馬運車を降りたボクは、目の前の光景にびっくりした。
見たことがないくらいたくさんの「にんげん」がいる。
それだけじゃない。たくさんのボクの「なかま」がいた。
ボクが目を白黒させていると、あんちゃんがはははと笑った。
そうか、オラはこんなにたくさんの馬や人を見たことがないもんな。
他の場所でやるセールには、もっとたくさんの人が集まるのもあるんだぞ。
それからのことはあまりよく覚えていない。
なんだか夢を見ているような感じだった。
たくさんの「なかま」たちと一緒に、お外の広いところをぐるぐると歩いたことはかすかに覚えている。
そんなボクたちを、たくさんの「にんげん」がじっと見ている。
おかげで緊張してぎくしゃくした歩き方になっちゃってたらしい。
ボクの前を歩いていた「なかま」がすぐに暴れて、立ち上がったり、飛び跳ねたりしていたなぁ。

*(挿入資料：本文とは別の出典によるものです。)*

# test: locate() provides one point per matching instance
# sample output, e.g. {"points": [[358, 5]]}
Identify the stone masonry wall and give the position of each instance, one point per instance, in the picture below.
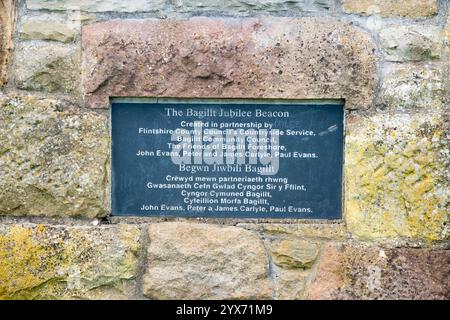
{"points": [[61, 60]]}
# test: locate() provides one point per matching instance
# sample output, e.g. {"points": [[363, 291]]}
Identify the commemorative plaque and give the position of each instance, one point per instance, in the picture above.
{"points": [[221, 159]]}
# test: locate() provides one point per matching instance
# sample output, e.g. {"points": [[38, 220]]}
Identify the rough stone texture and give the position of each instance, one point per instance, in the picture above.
{"points": [[8, 18], [249, 6], [291, 284], [48, 67], [396, 178], [357, 272], [407, 87], [411, 43], [327, 231], [47, 30], [205, 57], [201, 261], [54, 159], [294, 254], [60, 262], [411, 9], [97, 6], [292, 269]]}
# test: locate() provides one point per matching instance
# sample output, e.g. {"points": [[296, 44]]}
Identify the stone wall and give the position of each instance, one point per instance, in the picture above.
{"points": [[61, 60]]}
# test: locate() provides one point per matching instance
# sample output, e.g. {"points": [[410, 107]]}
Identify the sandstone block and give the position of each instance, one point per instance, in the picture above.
{"points": [[53, 158], [60, 262], [200, 261], [228, 58]]}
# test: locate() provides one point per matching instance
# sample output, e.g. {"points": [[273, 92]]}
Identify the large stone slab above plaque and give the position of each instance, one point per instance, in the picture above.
{"points": [[227, 159]]}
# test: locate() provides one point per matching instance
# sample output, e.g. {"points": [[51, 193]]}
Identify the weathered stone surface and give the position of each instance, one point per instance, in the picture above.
{"points": [[201, 261], [47, 67], [396, 178], [53, 159], [250, 6], [411, 9], [235, 58], [294, 254], [360, 272], [97, 6], [293, 266], [411, 43], [291, 284], [8, 18], [47, 30], [60, 262], [414, 87], [328, 231]]}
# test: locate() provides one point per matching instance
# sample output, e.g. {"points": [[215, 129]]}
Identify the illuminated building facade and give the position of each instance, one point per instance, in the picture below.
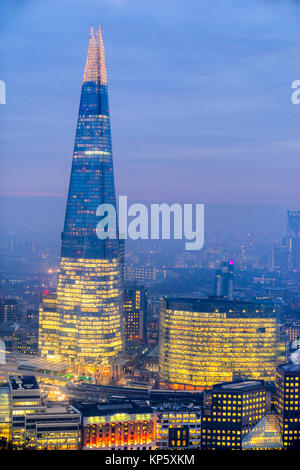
{"points": [[116, 426], [178, 427], [292, 329], [288, 403], [230, 412], [36, 425], [5, 413], [89, 290], [264, 436], [208, 341], [135, 312]]}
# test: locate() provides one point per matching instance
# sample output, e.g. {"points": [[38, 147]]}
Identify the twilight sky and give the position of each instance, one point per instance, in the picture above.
{"points": [[200, 96]]}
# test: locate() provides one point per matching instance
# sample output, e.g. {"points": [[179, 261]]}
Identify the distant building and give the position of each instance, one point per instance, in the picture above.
{"points": [[135, 312], [116, 426], [20, 338], [177, 427], [205, 341], [281, 259], [288, 403], [224, 280], [230, 412]]}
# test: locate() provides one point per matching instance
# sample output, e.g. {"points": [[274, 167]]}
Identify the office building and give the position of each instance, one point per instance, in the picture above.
{"points": [[5, 412], [89, 291], [116, 426], [207, 341], [48, 324], [224, 280], [135, 312], [288, 403], [36, 425], [177, 427]]}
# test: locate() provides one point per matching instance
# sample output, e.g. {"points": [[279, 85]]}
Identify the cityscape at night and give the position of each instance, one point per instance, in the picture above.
{"points": [[150, 235]]}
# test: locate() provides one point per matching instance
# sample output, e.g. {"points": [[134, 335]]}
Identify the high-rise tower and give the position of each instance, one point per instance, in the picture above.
{"points": [[89, 300]]}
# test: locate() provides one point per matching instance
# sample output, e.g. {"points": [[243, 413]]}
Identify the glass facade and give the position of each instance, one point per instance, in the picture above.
{"points": [[265, 435], [89, 301], [233, 410], [5, 413], [203, 342]]}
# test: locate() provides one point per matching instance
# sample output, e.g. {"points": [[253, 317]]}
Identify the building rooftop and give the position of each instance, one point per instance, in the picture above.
{"points": [[290, 367], [232, 308], [23, 382], [104, 409]]}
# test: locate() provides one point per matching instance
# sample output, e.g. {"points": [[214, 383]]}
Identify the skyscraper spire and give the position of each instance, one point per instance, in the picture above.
{"points": [[95, 68]]}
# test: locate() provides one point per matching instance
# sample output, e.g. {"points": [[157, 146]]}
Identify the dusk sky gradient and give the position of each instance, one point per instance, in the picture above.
{"points": [[200, 96]]}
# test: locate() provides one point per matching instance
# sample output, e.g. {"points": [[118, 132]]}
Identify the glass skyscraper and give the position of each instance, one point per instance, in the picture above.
{"points": [[88, 304]]}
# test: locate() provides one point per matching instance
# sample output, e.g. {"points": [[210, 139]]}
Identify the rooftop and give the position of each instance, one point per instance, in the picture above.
{"points": [[232, 308], [290, 367], [243, 385], [104, 409]]}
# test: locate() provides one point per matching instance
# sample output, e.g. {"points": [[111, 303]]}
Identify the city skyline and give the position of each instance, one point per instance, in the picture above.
{"points": [[169, 319]]}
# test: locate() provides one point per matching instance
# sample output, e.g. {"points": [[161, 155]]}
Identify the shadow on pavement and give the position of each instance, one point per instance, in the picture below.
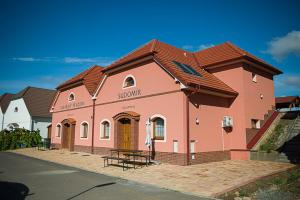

元気だなぁ、ってちょっと感心した記憶だけが妙に残っている。
そして気がついたら、「ばぼー」よりももっともっとずっと広い部屋の中で、あんちゃんに引かれて歩いていた。
ここには他の「なかま」はいなくて、ボクだけだった。
そのボクをたくさんの人が見つめてるんだ。
思わずおしっこが出ちゃった。
上のほうから声が聞こえたんで、そっちに顔を向けると、すごく高いところに「にんげん」が何人かいて、
何か大きな声でしゃべっている。
あんなところにいて怖くないのかなぁ。
なんだか同じ言葉を繰り返している。
どうやら、ございませんか、って言っているようだった。
何かのおまじないかな?
しばらくすると、その「にんげん」が手を振り下ろした。
すると、かちん、といい音がした。
うわぁ、かっこいい。
そのままそっちを見ていると、あんちゃんがボクをぐい、と引っぱった。
おい、オラ、行くぞ。
なんだ、もうちょっと見ていたかったなぁ。